The S&P 500 Index has faced downward pressure as Federal Reserve Chair Jerome Powell's comments on trade risks and economic projections weigh on investor sentiment. Despite the Fed's anticipated rate cut, which typically aims to stimulate economic activity, the market's reaction has been cautious. TradeStation strategist David Russell noted, "Good-bye punch bowl. No Christmas cheer from the Fed," highlighting the market's tepid response to the Fed's latest moves. Small-cap stocks, which are more sensitive to interest rates due to their higher leverage, have been particularly affected, dropping 2.6%. Additionally, the recent surge led by Tesla and the Magnificent Seven appears to be undergoing a natural pullback.

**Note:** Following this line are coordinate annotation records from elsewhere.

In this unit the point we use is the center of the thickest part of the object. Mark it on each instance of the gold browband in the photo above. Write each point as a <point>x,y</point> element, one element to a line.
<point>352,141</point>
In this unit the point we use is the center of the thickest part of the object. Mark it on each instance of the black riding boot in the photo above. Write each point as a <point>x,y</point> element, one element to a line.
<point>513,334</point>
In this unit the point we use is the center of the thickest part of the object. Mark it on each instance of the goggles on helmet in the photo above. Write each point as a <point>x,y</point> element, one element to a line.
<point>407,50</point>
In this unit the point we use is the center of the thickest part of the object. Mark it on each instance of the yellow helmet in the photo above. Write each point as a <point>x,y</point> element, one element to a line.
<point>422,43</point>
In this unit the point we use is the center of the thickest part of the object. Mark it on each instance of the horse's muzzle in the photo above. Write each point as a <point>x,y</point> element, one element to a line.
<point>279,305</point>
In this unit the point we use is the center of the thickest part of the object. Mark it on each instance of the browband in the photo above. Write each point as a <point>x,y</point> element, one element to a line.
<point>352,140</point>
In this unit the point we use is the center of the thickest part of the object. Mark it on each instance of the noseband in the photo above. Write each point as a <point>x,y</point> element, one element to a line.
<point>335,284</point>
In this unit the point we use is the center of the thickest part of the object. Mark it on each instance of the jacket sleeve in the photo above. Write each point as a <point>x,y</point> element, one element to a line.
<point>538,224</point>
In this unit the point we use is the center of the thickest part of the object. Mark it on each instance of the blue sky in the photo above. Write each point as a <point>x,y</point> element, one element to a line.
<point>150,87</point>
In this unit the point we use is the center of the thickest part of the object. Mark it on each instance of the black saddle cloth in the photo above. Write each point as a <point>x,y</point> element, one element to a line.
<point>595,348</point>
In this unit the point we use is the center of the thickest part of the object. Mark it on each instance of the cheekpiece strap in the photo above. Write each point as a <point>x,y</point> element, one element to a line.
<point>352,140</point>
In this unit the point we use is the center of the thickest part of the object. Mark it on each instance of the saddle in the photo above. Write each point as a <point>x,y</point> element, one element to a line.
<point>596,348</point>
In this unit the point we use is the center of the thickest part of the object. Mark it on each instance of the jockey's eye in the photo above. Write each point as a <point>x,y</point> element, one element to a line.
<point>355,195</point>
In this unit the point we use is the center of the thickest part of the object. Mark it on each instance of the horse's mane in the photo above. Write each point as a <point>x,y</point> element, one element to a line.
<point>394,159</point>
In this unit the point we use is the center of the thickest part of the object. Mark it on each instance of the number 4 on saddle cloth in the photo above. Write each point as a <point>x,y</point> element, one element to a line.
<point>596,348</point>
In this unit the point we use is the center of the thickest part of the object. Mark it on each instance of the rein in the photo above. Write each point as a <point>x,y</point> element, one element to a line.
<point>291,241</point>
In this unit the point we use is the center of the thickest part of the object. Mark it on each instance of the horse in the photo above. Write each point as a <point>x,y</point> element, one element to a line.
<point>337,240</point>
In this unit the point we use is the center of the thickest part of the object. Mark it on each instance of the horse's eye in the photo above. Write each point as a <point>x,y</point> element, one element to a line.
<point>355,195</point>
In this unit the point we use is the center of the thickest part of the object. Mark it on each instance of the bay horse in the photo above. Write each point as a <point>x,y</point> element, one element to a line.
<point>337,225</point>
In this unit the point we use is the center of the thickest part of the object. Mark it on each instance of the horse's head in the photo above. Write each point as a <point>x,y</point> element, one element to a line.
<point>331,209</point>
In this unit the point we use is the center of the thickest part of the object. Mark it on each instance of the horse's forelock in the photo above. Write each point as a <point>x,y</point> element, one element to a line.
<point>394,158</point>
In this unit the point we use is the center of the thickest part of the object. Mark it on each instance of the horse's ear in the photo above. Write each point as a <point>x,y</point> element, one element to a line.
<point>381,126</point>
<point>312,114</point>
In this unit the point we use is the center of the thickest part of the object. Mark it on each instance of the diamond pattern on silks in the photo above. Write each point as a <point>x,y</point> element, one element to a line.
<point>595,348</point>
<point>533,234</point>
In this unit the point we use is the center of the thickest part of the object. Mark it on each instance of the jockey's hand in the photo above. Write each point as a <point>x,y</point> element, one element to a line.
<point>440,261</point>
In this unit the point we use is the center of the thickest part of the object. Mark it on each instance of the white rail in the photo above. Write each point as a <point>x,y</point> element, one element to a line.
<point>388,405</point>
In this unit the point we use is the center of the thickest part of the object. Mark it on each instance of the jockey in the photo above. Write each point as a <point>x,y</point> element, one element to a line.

While the Fed's decision to cut rates might suggest concerns about economic growth, the broader economic indicators remain robust. The US economy is performing "very well," with a lower-than-expected jobless rate, which is reassuring for risk assets. However, Powell's acknowledgment of potential policy changes from the Trump administration, including tariffs, introduces uncertainty. These trade policy concerns could lead to increased volatility as firms navigate potential cost increases and competitive pressures on the international stage.
As of 15:40 on December 18, the S&P 500 is trading at 5,892.56, down from its last close of 6,050.61. The index opened at 6,047.65, reaching an intraday high of 6,070.67 before dipping below the 6,000 mark. Investors remain watchful of the Fed's next projections and the evolving trade policy landscape.